Cependant, ces principes généraux rendent malaisé l'arbitrage au coup par coup entre utilisations concurrentes. Il est donc nécessaire de préciser en amont les vocations maritimes, compte tenu de l'importance croissante d'une politique de valorisation de la mer. C'est l'un des rôles du Schéma de Mise en Valeur de la Mer.
Tertio, l'ensemble des redevances perçues par l'État et reversées au budget général n'est pas individualisé. On sait seulement que l'ensemble de la recette annuelle pour le domaine de l'État avoisine le milliard de francs. Ce chiffre paraît très faible compte-tenu du volume d'activité des entreprises installées sur le DPM Une véritable gestion sur des critères à définir par la DTMPL et la DGI, notamment, amènerait, à l'évidence, une recette plus élevée.

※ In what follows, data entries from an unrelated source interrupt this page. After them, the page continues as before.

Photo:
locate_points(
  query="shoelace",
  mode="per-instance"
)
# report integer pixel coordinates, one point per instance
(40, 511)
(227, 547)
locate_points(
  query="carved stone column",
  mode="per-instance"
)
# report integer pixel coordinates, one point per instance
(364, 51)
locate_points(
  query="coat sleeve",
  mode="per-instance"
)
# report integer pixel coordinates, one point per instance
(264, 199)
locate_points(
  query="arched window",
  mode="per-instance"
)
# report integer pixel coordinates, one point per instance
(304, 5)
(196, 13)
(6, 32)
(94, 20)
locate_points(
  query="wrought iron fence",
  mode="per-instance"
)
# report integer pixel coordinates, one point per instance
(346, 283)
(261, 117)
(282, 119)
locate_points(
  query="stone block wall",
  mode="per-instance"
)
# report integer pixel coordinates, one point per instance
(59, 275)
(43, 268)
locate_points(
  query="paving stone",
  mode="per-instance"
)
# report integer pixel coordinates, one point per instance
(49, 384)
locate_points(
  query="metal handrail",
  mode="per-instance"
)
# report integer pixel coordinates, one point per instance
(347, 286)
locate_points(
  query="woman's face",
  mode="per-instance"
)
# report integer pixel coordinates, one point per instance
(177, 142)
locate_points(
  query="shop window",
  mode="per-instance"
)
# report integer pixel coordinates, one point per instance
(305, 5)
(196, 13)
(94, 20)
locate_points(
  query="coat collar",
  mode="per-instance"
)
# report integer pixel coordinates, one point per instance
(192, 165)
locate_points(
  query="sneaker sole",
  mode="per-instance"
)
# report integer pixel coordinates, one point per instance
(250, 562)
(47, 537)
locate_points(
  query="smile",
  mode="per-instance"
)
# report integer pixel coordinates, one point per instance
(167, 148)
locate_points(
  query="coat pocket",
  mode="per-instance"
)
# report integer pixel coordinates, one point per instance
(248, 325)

Par ailleurs, dans la mesure où ce domaine est naturel, l'État n'a mis en place aucun moyen budgétaire spécifique d'entretien, se tournant systématiquement vers les communes pour intervenir sans leur confier la moindre responsabilité de gestion.
Quarto, la défense de l'intégrité du domaine est assurée par la procédure de grande voirie qui connaît deux limites :
- la lenteur (depuis l'abrogation, en 1976, de la possibilité d'action d'office), car le référé administratif n'a pas de caractère immédiat. Sous peine de préjudicier au principal, le juge des référés n'a pas qualité pour condamner l'occupant à remettre les lieux en l'état ;
- la modestie de l'amende au plus 1080 francs.
L'inaliénabilité n'a pas complètement joué le rôle protecteur attendu vis-à-vis du domaine et des espaces côtiers : le déclassement a permis certaines aliénations. On note l'implantation d'activités qui ne relèvent pas toujours de l'intérêt général.
* 79 Cette section est en large partie inspirée des travaux du rapport Bonnot
* 80 Les lais sont les terrains formés par les alluvions, cailloux, graviers, sables... déposés par la mer sur le littoral, et émergeant au-dessus des plus hautes mers. Les relais sont les terrains anciennement recouverts par la mer.